On Tuesday I had a CT scan. It was not like a normal scan when you've just had chemo. Instead of hoping to not see any tumour activity after a long bout of poisoning, we actually WANT this. Which is a bizzare state of affairs by any reckoning. You see my lungs look like a Mr Messy cartoon at the moment. It's been very hard to see between the scar tissue of two major operations and any other nodules which might be hiding the disease. It's the world's shittiest game of needle in a haystack. Previous scans and MRI's have (thankfully) shown no signs of spreading. It's just we starting with something so massive in my lungs and heart that eliminating all the detritus afterwards is like picking up litter after the end of Glastonbury. Hence while we still are at it over three years later. The damn thing is coming from somewhere as my tumour markers denote, so this scan is to try and pinpoint where so my surgical team have a chance at removing the right bit next year. It's always good to have a clear plan with surgeons, as they are cold eyed cutting machines with a dislike of uncertainty.
So this is a weird week of scanxiety. Thinking good news next Tuesday would be what every other cancer patient dreads. To be honest this is a weird week anyway. It's the start of advent today. People putting up trees and sending Christmas cards with those excruciating achievement round ups of the year. What would I put? My thoughts at the start of the year would be that this would be a post cancer blog by now. Rebuilding my life, starting new projects and generally not being ill. Maybe even writing a dating blog like Dolly Alderton's old Sunday Times column and Justin Myers The Guyliner I haven't seen that experience written about much. All the friends with partners I've met with cancer have been with them before diagnosis. I could be making incisive commentary about dating post illness and waspish takes on bar decor, but instead I've got this.

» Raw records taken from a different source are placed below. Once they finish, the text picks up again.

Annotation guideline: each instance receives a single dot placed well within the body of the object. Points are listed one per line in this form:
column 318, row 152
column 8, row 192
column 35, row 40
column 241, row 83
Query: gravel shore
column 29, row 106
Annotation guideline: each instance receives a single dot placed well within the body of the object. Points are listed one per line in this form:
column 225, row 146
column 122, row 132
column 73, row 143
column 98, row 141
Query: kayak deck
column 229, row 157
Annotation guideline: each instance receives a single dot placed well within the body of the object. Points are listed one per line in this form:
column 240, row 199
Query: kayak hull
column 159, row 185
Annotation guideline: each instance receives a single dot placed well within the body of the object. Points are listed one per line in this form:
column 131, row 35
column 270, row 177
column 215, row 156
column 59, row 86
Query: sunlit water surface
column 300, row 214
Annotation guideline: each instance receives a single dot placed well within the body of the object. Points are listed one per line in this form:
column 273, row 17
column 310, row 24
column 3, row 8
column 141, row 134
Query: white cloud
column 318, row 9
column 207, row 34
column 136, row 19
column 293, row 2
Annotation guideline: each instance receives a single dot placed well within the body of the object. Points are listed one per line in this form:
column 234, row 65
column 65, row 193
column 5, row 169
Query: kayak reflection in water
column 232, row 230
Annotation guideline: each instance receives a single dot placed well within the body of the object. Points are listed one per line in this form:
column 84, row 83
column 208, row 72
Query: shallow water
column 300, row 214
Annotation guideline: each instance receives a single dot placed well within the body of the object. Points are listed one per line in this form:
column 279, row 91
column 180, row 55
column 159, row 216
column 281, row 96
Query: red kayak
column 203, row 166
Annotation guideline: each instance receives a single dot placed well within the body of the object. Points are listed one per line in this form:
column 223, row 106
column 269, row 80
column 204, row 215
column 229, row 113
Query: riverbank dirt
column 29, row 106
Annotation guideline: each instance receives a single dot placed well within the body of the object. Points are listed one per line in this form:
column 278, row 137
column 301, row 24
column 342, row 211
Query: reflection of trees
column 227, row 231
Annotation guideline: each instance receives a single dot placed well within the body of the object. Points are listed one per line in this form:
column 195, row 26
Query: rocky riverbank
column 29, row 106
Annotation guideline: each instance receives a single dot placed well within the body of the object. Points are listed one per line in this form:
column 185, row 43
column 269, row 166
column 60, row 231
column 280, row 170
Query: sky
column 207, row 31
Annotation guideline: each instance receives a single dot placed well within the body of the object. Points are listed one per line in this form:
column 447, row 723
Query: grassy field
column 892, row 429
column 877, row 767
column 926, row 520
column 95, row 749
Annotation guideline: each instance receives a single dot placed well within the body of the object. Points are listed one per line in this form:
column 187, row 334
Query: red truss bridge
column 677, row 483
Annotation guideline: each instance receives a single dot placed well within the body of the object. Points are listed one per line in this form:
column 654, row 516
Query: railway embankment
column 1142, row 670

In the meantime I am going to try and be Christmassy even though I'm not really feeling it this year. I'm going to go out as much as possible and see as many friends and family in the next month as my liver will cope with (I don't drink much these days so I'm a very cheap date).
I know this isn't the end, not by a long stretch. I've managed to survive this year though, and whatever happens on Tuesday that's something to celebrate.